CReM is an open-source Python framework to generate chemical structures using a fragment-based approach.
The main idea behind is similar to matched molecular pairs considering context that fragments in the identical context are interchangeable. Therefore, one can create a database of interchangeable fragments and use it for generation of chemically valid structures.
Features:
- Generation of a custom fragment database
- Three modes of structure generation: MUTATE, GROW, LINK
- Context radius to consider for replacement
- Fragment size to replace and the size of a replacing fragment
- Protection of atoms from modification (e.g. scaffold protection)

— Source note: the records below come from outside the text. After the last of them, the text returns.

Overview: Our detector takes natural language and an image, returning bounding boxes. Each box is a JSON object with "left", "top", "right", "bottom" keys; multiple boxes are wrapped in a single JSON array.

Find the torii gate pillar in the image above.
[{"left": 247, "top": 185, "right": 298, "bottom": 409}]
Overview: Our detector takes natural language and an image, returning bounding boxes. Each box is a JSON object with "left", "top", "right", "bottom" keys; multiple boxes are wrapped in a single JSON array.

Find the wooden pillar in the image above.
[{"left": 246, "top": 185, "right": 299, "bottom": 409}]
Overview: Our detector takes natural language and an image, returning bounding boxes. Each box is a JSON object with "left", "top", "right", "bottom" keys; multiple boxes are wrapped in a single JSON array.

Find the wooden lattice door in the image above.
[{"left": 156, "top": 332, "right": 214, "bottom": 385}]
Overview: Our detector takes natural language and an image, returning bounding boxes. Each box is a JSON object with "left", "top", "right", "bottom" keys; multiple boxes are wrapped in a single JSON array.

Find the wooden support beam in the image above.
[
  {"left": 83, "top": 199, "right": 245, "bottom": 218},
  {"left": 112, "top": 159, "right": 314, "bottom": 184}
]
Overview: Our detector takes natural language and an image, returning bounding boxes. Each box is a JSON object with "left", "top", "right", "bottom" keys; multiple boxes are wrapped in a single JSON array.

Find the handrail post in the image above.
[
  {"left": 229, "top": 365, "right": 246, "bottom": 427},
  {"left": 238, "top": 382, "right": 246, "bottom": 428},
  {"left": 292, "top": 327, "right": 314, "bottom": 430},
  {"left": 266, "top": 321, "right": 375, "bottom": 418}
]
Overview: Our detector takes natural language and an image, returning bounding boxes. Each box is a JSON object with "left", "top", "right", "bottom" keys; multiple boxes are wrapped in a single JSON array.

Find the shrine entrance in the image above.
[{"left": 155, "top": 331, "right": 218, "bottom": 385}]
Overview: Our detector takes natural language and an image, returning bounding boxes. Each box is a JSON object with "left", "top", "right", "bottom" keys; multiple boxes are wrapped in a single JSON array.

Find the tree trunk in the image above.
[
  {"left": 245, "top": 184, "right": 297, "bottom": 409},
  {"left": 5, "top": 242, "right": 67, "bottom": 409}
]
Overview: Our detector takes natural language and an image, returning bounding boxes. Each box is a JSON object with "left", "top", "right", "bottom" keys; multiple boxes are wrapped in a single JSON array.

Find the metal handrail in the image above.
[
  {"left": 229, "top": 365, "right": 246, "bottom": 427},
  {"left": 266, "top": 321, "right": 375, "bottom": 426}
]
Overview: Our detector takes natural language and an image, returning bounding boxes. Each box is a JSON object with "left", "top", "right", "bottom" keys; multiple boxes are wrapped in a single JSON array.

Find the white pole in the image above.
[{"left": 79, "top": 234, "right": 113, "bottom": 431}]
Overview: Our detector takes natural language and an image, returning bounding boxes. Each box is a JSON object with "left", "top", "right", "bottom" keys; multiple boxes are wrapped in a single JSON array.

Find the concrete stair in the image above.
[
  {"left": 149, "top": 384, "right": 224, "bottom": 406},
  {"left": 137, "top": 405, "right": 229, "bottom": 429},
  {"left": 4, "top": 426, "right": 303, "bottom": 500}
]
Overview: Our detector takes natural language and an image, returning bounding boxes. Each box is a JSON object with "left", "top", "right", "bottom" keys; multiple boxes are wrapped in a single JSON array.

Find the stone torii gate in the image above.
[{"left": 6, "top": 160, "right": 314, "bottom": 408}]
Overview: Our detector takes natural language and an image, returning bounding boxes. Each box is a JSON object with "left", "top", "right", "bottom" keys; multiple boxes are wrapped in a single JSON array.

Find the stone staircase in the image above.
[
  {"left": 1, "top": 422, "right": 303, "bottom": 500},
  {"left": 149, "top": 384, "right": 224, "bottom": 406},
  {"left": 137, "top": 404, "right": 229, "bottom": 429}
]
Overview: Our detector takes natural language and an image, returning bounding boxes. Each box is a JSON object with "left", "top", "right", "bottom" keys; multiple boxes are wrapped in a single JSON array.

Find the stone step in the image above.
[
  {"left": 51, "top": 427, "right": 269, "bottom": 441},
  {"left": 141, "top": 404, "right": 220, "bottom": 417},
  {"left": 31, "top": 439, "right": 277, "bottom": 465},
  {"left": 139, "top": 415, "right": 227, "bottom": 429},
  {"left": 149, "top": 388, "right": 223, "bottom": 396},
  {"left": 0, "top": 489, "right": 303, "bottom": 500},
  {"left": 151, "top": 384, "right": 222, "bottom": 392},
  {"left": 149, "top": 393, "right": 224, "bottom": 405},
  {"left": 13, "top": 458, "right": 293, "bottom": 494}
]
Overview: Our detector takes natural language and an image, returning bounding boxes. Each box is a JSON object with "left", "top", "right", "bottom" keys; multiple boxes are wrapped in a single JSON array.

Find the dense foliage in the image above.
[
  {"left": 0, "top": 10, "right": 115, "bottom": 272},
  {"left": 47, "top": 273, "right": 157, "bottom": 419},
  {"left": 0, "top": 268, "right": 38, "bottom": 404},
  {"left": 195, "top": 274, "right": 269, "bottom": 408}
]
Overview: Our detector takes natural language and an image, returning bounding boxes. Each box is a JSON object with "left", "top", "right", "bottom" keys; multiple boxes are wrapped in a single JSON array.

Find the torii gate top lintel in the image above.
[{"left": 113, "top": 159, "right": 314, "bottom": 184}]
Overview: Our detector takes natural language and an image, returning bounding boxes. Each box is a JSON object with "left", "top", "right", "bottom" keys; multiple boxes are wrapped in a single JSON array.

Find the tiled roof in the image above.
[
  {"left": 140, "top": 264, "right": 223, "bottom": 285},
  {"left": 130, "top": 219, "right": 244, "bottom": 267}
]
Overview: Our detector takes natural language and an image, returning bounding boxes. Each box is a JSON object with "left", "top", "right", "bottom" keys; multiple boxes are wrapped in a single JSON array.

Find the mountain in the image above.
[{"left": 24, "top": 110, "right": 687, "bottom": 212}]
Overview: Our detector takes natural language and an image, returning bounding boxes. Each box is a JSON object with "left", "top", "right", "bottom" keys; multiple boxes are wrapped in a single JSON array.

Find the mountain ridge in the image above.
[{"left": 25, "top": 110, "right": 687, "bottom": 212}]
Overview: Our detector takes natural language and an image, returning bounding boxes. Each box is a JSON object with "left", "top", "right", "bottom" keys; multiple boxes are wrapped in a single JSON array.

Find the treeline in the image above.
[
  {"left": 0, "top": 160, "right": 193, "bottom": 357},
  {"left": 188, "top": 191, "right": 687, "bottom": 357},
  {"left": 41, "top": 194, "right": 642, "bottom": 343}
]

- Replacements with fragments occurred in a fragment database with certain minimal frequency
- Make randomly chosen replacements up to the specified number
Several command line utilities will be installed to create fragment databases and crem
module will become available in Python imports to generate structures.
From pypi package
pip install crem
Manually from repository
git clone https://github.com/DrrDom/crem
cd crem
python3 setup.py sdist bdist_wheel
pip install dist/crem-0.1-py3-none-any.whl
Uninstall
pip uninstall crem
crem
requires rdkit>=2017.09
. To run the guacamol test guacamol
should be installed.
Fragmentation of input structures:
fragmentation -i input.smi -o frags.txt -c 32 -v
Convert fragments to standardized representation of a core and a context of a given radius:
frag_to_env -i frags.txt -o r3.txt -r 3 -c 32 -v
Remove duplicated lines in the output file and count frequency of occurrence of fragemnt-context pairs. These (sort
and uniq
) are bash
utilities but since Win10 is Linux-friendly that should not be a big issue for Win users to execute them
sort r3.txt | uniq -c > r3_c.txt
Create DB and import the file to a database table
env_to_db -i r3_c.txt -o fragments.db -r 3 -c -v
Last three steps should be executed for each radius. All tables can be stored in the same database.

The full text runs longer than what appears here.